Катя, которая тихо стояла в сторонке, сделал неуверенный шаг вперед, оказавшись в круге света. Все удивленно вздохнули, только судьи сохранили спокойный вид. Смерть взмахнула рукавом, прутья клеток исчезли, и вместо королевы все увидели разоблаченную Сурчак.
У Карении не выдержали нервы. Она поняла, что пошла неверным путем и попыталась перевести всю ответственность на несчастного Арчи, который перепугался еще больше и уже хотел последовать примеру ведьмы, но та не дала ему и слова вставить.
— Это все он, этот мерзкий вампир! Он меня на это совратил! Меня обманули, запутали! Я такая доверчивая!
Поняв, что перегибает палку и топить Арчи ей совсем невыгодно, она решила исправить ситуацию:
— Но я готова его простить и отпустить на все четыре стороны. Пусть идет, я не держу на него зла.
Карения попыталась изобразить раскаяние, но судьи ей не поверили.
— Обманывать Суд Трех нельзя, — устало произнес черт с серебристой шерстью, — за это придется ответить.
Он хотел сказать еще что-то, но не успел, потому как молчавший и словно зомбированный Кевин вдруг сорвался с места и налетел на ничего не ожидающего Арчи. Сверкнуло лезвие, и кинжал на всю длину до рукоятки вошел в грудь вампира. Арчибальд широко раскрыл глаза, словно сильно чему-то удивившись, и неожиданно улыбнулся в перекошенное злобой лицо молодого человека. Кевин повернул клинок в груди кровопийцы и резко вытащил его.

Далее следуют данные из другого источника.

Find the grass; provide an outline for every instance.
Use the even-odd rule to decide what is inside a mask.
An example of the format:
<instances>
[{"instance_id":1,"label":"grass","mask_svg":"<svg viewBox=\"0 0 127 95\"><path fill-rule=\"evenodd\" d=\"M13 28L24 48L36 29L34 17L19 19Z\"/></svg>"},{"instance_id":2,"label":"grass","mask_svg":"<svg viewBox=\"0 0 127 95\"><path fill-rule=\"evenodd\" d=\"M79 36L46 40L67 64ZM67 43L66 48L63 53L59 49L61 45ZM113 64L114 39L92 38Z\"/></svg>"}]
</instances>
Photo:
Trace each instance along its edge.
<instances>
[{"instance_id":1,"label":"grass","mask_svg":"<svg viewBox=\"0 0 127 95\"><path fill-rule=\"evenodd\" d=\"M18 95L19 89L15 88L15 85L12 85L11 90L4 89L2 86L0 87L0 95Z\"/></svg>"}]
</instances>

— Свободен, — тихо прошептал вампир и замертво рухнул к его ногам.
— Идиот! Что ты наделал? — Карения закричала на такой высокой ноте, что все вокруг невольно заткнули уши. — Будь ты проклят!
В тот же миг ее тело охватило пламя, и очень скоро от ведьмы осталась лишь кучка пепла.
— Мама, — молодой человек повернулся к алтарю, — я отдаю его жизнь за тебя.
Лилуйана вознеслась над жертвенным камнем. Ее охватило золотистое свечение, всего на миг, но это видели все. Затем она плавно опустилась возле Кевина и поцеловала его в щеку.
Через секунду веревки, опутавшие руки и ноги Стаса, спали, и невидимая сила так же плавно опустила его на землю.
— Что произошло? — потирая запястья, спросил он, сам не зная, к кому обращается.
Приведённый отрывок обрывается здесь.